Deadline for on-site application is June 8, 2024.
- Live Streaming Online Participation: 250.00 Euro + VAT*
Includes downloadable lecture notes.
Deadline for online application is June 26, 2024.
Application forms should be submitted online through the website: http://www.cism.it.
A confirmation message will be sent to accepted participants.
Upon request, a limited number of on-site participants can be accommodated at CISM Guest House at the price of 35 Euro per person/night (contact: foresteria@cism.it)

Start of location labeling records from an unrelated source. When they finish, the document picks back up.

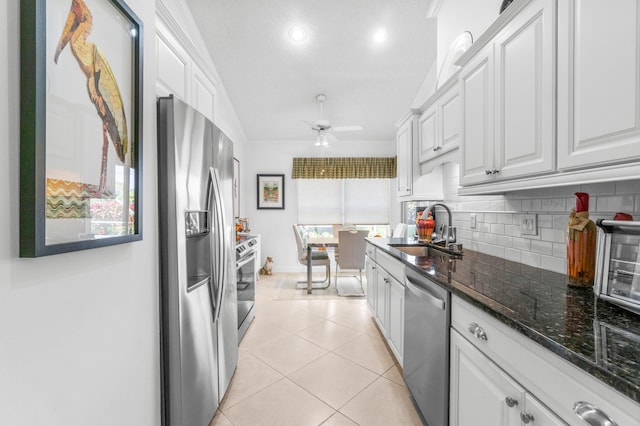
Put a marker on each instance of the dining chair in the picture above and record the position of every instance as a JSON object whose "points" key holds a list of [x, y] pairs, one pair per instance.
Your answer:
{"points": [[352, 252], [400, 231], [318, 258]]}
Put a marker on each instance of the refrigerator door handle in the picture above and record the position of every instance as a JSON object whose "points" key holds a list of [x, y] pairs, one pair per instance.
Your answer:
{"points": [[215, 204]]}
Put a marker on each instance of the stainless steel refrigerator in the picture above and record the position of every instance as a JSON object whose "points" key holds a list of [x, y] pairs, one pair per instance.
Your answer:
{"points": [[198, 302]]}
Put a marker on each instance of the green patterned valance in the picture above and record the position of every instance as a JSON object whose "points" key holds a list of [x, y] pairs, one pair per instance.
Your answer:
{"points": [[344, 168]]}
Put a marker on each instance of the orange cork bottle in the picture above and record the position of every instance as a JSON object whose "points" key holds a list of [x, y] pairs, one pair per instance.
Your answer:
{"points": [[581, 244]]}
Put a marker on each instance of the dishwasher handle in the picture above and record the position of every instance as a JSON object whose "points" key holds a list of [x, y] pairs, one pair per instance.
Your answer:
{"points": [[421, 291]]}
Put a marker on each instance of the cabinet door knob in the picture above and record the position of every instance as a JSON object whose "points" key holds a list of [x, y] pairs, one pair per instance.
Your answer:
{"points": [[510, 401], [526, 417], [480, 334], [592, 415]]}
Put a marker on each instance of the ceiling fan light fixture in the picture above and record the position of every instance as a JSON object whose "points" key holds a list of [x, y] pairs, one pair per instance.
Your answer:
{"points": [[380, 35], [297, 34]]}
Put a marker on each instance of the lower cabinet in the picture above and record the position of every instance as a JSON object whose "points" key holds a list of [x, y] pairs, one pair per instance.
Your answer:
{"points": [[500, 377], [482, 393], [395, 323], [372, 285], [385, 298]]}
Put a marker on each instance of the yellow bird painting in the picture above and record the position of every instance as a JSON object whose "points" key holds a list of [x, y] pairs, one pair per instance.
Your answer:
{"points": [[102, 86]]}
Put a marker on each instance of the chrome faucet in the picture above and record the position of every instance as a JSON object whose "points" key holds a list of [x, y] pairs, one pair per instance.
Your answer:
{"points": [[448, 234]]}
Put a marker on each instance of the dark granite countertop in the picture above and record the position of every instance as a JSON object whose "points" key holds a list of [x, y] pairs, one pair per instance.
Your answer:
{"points": [[595, 336]]}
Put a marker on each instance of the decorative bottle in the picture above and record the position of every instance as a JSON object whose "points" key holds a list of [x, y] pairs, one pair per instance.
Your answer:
{"points": [[581, 244], [425, 227]]}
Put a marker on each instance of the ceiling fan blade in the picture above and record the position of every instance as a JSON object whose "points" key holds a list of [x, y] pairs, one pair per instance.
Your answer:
{"points": [[331, 138], [353, 128]]}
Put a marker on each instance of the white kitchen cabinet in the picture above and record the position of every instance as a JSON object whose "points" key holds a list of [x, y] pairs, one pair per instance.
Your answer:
{"points": [[404, 146], [372, 285], [479, 389], [476, 94], [480, 344], [482, 390], [385, 297], [381, 307], [507, 92], [439, 126], [598, 84], [395, 317]]}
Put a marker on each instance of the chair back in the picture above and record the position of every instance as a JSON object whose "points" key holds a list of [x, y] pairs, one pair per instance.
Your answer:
{"points": [[400, 231], [352, 249], [302, 257]]}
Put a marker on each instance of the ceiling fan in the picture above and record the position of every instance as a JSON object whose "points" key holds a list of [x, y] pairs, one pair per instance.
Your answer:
{"points": [[322, 127]]}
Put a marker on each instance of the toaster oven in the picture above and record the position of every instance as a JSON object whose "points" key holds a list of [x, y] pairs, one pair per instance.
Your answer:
{"points": [[617, 277]]}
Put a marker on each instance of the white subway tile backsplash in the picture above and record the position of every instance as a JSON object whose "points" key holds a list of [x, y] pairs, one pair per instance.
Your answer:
{"points": [[497, 228], [604, 188], [505, 218], [553, 264], [560, 221], [512, 254], [512, 230], [628, 187], [513, 205], [498, 220], [532, 205], [615, 203], [521, 244], [553, 205], [542, 247], [504, 241], [552, 235], [560, 250], [545, 221], [531, 259]]}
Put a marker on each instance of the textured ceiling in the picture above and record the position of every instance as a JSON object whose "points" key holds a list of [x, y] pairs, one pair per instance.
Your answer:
{"points": [[272, 83]]}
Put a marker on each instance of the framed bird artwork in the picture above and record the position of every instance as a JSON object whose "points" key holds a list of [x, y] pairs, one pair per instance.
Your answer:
{"points": [[81, 125]]}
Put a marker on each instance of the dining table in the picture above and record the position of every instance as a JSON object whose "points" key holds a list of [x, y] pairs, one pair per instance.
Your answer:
{"points": [[317, 242]]}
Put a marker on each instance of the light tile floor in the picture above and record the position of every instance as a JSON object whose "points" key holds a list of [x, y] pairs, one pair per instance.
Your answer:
{"points": [[314, 360]]}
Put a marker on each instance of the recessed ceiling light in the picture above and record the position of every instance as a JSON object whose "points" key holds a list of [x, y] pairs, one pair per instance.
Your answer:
{"points": [[297, 34], [380, 36]]}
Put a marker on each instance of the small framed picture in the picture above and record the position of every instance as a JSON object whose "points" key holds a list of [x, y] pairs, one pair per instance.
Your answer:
{"points": [[271, 192], [81, 125]]}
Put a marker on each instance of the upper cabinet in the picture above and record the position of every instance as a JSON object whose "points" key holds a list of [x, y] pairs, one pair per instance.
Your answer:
{"points": [[404, 141], [507, 95], [598, 83], [439, 126]]}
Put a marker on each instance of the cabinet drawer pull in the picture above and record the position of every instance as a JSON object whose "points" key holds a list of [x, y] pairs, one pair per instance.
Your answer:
{"points": [[510, 402], [526, 417], [592, 415], [477, 331]]}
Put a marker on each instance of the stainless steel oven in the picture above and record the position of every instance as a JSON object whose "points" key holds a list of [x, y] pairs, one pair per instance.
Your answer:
{"points": [[618, 263], [246, 283]]}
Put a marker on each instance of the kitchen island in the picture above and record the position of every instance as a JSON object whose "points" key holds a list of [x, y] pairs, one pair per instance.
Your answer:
{"points": [[598, 338]]}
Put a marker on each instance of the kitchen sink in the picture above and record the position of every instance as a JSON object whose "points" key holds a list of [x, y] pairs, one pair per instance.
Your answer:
{"points": [[424, 249]]}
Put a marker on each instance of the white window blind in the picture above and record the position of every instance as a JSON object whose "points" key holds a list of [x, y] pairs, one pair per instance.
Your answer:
{"points": [[337, 201]]}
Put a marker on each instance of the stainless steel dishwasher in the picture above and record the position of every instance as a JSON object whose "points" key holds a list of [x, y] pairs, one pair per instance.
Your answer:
{"points": [[426, 346]]}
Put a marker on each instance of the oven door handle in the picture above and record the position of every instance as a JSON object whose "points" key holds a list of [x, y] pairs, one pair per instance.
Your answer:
{"points": [[245, 259]]}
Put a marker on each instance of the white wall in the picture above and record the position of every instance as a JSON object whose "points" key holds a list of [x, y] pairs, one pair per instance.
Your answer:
{"points": [[274, 226], [78, 331]]}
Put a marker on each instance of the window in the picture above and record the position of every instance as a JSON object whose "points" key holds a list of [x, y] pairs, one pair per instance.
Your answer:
{"points": [[337, 201]]}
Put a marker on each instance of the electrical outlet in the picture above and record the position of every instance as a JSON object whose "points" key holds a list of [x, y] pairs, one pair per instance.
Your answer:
{"points": [[529, 224]]}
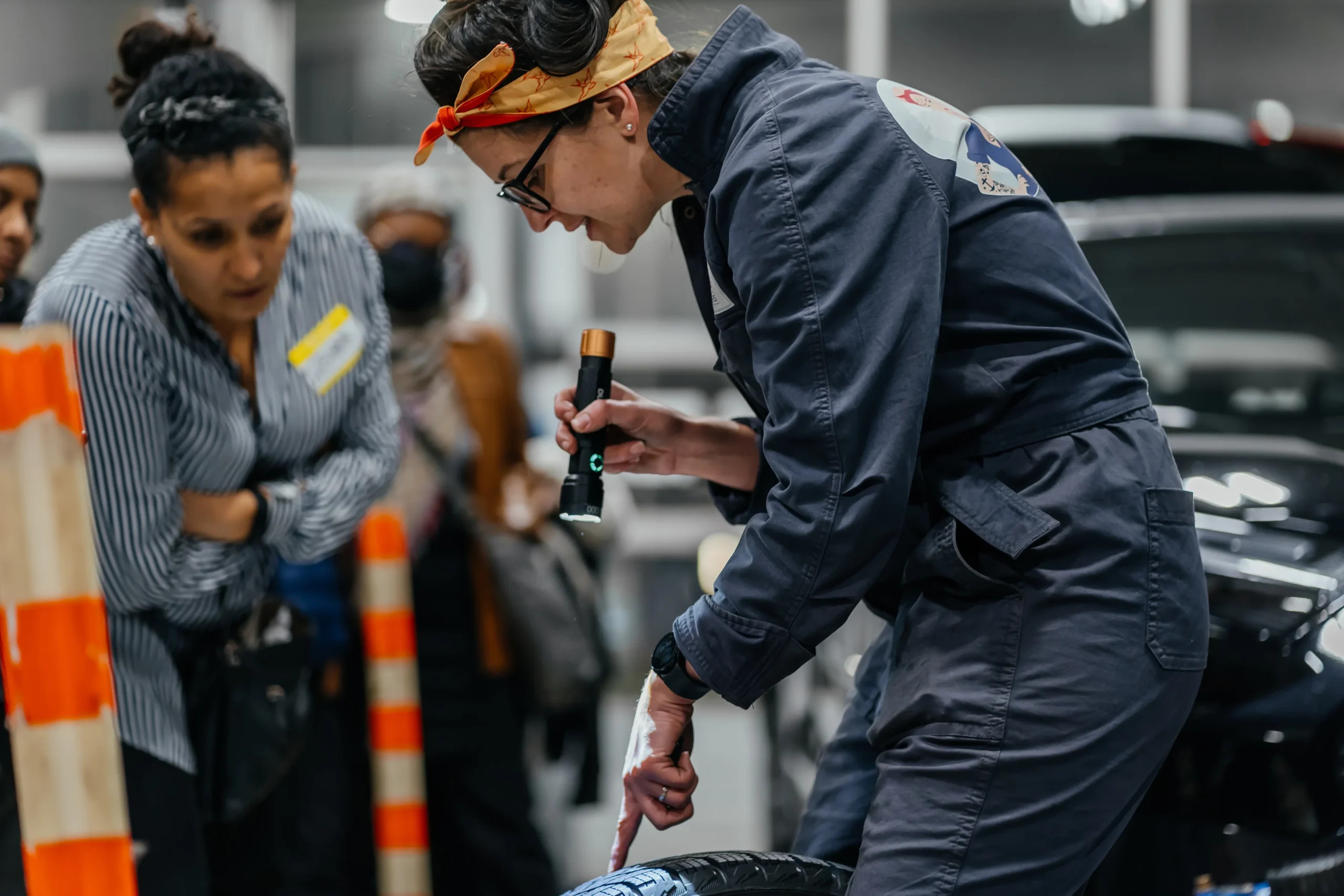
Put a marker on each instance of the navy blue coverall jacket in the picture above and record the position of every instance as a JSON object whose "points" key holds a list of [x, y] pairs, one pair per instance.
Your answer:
{"points": [[890, 289]]}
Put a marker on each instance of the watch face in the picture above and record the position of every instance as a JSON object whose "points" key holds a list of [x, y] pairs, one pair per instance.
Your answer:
{"points": [[284, 491], [666, 655]]}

* where applicable (bank charges are not included) - Italian VAT is 22%.
CANCELLATION POLICY
Applicants may cancel their registration and receive a full refund by notifying the CISM Secretariat in writing (via email) no later than:
- June 8, 2024 for on-site participants (no refunds after the deadline);
- June 26, 2024 for online participants (no refunds after the deadline).
Cancellation requests received before these deadlines will be subject to a 50.00 Euro handling fee. Incorrect payments are also subject to a 50.00 Euro handling fee.
GRANTS
A limited number of participants from universities and research centres who do not receive support from their own institutions can request a waiver of the registration fee and/or free lodging.
Requests should be sent to the CISM Secretariat by May 8, 2024 along with the applicant's curriculum vitae and a letter of recommendation from the head of the department or a supervisor confirming that the institute cannot provide funding. Preference will be given to applicants from countries that sponsor CISM.